Concordia Film Studies at Cannes

This past May one of our very own graduate students, Melanie Lanza, flew to France to cover the Cannes Film Festival. Here is a review of her time at the world-renown festival. If you would like to read more extensive coverage of her experience there, you can visit her blog here.

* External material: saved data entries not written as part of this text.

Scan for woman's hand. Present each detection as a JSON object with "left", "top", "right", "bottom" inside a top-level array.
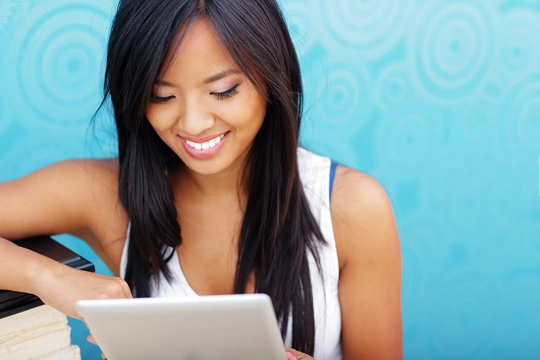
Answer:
[
  {"left": 0, "top": 237, "right": 132, "bottom": 320},
  {"left": 34, "top": 264, "right": 132, "bottom": 319},
  {"left": 286, "top": 348, "right": 314, "bottom": 360}
]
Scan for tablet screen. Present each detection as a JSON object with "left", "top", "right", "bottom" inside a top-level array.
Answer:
[{"left": 76, "top": 294, "right": 287, "bottom": 360}]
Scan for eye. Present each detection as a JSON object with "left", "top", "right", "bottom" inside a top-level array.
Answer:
[
  {"left": 212, "top": 85, "right": 239, "bottom": 100},
  {"left": 150, "top": 94, "right": 174, "bottom": 104}
]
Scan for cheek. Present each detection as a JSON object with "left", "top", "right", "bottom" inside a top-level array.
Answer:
[
  {"left": 233, "top": 93, "right": 267, "bottom": 132},
  {"left": 248, "top": 98, "right": 267, "bottom": 132},
  {"left": 145, "top": 105, "right": 178, "bottom": 132}
]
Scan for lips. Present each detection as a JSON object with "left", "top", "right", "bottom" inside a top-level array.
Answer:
[
  {"left": 184, "top": 133, "right": 225, "bottom": 150},
  {"left": 179, "top": 131, "right": 229, "bottom": 159}
]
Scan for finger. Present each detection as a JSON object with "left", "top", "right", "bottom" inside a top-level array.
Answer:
[
  {"left": 101, "top": 278, "right": 130, "bottom": 299},
  {"left": 87, "top": 334, "right": 97, "bottom": 345},
  {"left": 119, "top": 279, "right": 133, "bottom": 298},
  {"left": 286, "top": 349, "right": 297, "bottom": 360}
]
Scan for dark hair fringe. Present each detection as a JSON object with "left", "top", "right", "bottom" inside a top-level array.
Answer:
[{"left": 101, "top": 0, "right": 326, "bottom": 355}]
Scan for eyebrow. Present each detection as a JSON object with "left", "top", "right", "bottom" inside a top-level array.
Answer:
[
  {"left": 154, "top": 79, "right": 176, "bottom": 87},
  {"left": 154, "top": 69, "right": 241, "bottom": 88},
  {"left": 203, "top": 69, "right": 241, "bottom": 84}
]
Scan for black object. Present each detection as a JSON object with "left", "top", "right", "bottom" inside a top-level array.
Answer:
[{"left": 0, "top": 236, "right": 95, "bottom": 319}]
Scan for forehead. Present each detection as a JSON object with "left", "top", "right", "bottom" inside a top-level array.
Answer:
[{"left": 159, "top": 18, "right": 238, "bottom": 82}]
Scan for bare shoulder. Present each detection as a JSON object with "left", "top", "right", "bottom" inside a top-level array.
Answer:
[
  {"left": 11, "top": 157, "right": 118, "bottom": 187},
  {"left": 331, "top": 166, "right": 399, "bottom": 270},
  {"left": 63, "top": 158, "right": 119, "bottom": 195},
  {"left": 0, "top": 158, "right": 127, "bottom": 261},
  {"left": 330, "top": 165, "right": 402, "bottom": 358},
  {"left": 0, "top": 158, "right": 128, "bottom": 273},
  {"left": 17, "top": 158, "right": 120, "bottom": 211}
]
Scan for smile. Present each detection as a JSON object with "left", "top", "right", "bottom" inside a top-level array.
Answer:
[{"left": 185, "top": 133, "right": 226, "bottom": 150}]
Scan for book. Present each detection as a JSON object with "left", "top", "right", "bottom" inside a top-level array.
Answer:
[
  {"left": 0, "top": 305, "right": 81, "bottom": 359},
  {"left": 0, "top": 236, "right": 95, "bottom": 359}
]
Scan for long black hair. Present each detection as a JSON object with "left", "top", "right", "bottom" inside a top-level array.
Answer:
[{"left": 103, "top": 0, "right": 326, "bottom": 354}]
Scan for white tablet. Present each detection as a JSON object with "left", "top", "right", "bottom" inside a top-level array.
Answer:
[{"left": 75, "top": 294, "right": 287, "bottom": 360}]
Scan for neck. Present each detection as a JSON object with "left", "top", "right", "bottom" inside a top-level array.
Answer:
[{"left": 172, "top": 156, "right": 250, "bottom": 200}]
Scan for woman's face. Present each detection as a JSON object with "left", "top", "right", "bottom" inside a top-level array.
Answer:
[{"left": 145, "top": 19, "right": 267, "bottom": 178}]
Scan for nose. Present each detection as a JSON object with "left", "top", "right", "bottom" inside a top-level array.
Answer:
[{"left": 178, "top": 97, "right": 215, "bottom": 136}]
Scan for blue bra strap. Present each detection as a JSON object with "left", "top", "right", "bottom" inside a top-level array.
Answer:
[{"left": 329, "top": 161, "right": 338, "bottom": 201}]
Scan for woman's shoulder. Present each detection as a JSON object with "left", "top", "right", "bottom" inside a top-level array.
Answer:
[
  {"left": 23, "top": 157, "right": 119, "bottom": 182},
  {"left": 56, "top": 157, "right": 118, "bottom": 176},
  {"left": 49, "top": 157, "right": 126, "bottom": 229},
  {"left": 1, "top": 157, "right": 120, "bottom": 213},
  {"left": 330, "top": 166, "right": 402, "bottom": 356},
  {"left": 0, "top": 157, "right": 126, "bottom": 248},
  {"left": 330, "top": 165, "right": 400, "bottom": 269},
  {"left": 31, "top": 158, "right": 120, "bottom": 201},
  {"left": 332, "top": 166, "right": 391, "bottom": 212},
  {"left": 29, "top": 158, "right": 127, "bottom": 268}
]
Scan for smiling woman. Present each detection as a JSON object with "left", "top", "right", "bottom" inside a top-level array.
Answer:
[
  {"left": 0, "top": 0, "right": 402, "bottom": 359},
  {"left": 145, "top": 20, "right": 267, "bottom": 172}
]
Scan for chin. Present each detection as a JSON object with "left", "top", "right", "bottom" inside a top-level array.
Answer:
[{"left": 180, "top": 158, "right": 229, "bottom": 176}]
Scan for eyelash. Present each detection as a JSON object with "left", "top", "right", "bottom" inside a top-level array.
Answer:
[
  {"left": 149, "top": 84, "right": 239, "bottom": 104},
  {"left": 213, "top": 84, "right": 239, "bottom": 100},
  {"left": 150, "top": 95, "right": 174, "bottom": 104}
]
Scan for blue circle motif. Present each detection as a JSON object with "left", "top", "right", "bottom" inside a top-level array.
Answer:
[
  {"left": 315, "top": 61, "right": 371, "bottom": 130},
  {"left": 280, "top": 0, "right": 315, "bottom": 58},
  {"left": 499, "top": 11, "right": 540, "bottom": 74},
  {"left": 412, "top": 1, "right": 494, "bottom": 98},
  {"left": 4, "top": 2, "right": 111, "bottom": 129},
  {"left": 496, "top": 73, "right": 540, "bottom": 160},
  {"left": 319, "top": 0, "right": 410, "bottom": 59},
  {"left": 462, "top": 96, "right": 497, "bottom": 143},
  {"left": 389, "top": 114, "right": 430, "bottom": 166},
  {"left": 375, "top": 63, "right": 414, "bottom": 112}
]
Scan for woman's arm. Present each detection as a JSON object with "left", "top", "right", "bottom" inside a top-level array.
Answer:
[
  {"left": 0, "top": 159, "right": 120, "bottom": 242},
  {"left": 0, "top": 237, "right": 132, "bottom": 319},
  {"left": 0, "top": 159, "right": 131, "bottom": 317},
  {"left": 332, "top": 166, "right": 402, "bottom": 359},
  {"left": 0, "top": 159, "right": 127, "bottom": 269}
]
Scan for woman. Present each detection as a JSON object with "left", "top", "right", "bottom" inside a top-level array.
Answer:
[{"left": 0, "top": 0, "right": 402, "bottom": 358}]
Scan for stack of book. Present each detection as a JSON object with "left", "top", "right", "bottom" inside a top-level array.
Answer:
[
  {"left": 0, "top": 236, "right": 94, "bottom": 359},
  {"left": 0, "top": 305, "right": 80, "bottom": 359}
]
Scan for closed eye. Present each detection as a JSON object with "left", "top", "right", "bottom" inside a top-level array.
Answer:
[
  {"left": 150, "top": 95, "right": 175, "bottom": 104},
  {"left": 212, "top": 84, "right": 239, "bottom": 100}
]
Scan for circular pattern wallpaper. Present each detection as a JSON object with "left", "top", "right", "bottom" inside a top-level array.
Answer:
[{"left": 1, "top": 0, "right": 540, "bottom": 359}]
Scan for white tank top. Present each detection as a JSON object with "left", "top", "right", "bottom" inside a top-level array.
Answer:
[{"left": 120, "top": 148, "right": 342, "bottom": 360}]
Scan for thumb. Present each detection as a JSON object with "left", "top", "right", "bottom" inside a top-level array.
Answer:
[{"left": 286, "top": 349, "right": 298, "bottom": 360}]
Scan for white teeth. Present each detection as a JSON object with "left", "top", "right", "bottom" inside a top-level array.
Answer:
[{"left": 185, "top": 133, "right": 225, "bottom": 150}]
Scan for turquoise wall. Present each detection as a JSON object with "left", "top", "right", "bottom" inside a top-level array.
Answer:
[{"left": 1, "top": 1, "right": 539, "bottom": 359}]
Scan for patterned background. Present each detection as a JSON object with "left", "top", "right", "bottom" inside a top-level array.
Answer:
[{"left": 1, "top": 0, "right": 540, "bottom": 359}]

The Cannes Project : A Review
This passed May I had the privilege of attending the Cannes Film Festival with a film student accreditation. Now that all is said and done, it’s time to follow the films on their trajectory, mostly to see which ones play in Montreal, but also to note which of the flock make it to the Oscars. French film La vie d’Adèle (Abdellatif Kechiche, Blue is the Warmest Colour) took home the Palme d’Or, whereas Cannes connoisseurs the Coen Brothers were recognized with the Grand Jury prize for Inside Llewyn Davis. It seems as though Adèle won’t be seeing the same tour de force as last year’s Amour, since a technicality forces the film out of the 2014 Oscar running. Be that as it may, it has however picked up distribution in Canada. Of the Cannes’ picks, Sofia Coppola’s The Bling Ring is out in Montreal right now, but if you’re looking for her usual melancholic melodrama you won’t find it in this vacant teen drama. As for Concordia University’s pride, Sarah préfère la course is also being screened right now since its filmmaker Chloé Robichaud is a recent film production alumni (one of us! one of us!). It is no small feat for her first feature film to be screened at Cannes as part of Un Certain Regard alongside Coppola, and even outranked fellow Canadian filmmakers Xavier Dolan and Atom Egoyan. Talk of the fest film Only God Forgives is coming out on July 26th, where you can watch Ryan Gosling in the is-it-a-prequel-to-Drive that caused quite a stir at Cannes due to its ultra-violence. The 2013 edition of the Cannes Film Festival may not necessarily go down in history as a big year, but it was a damn fine way to entertain a cinephile. A damn fine way.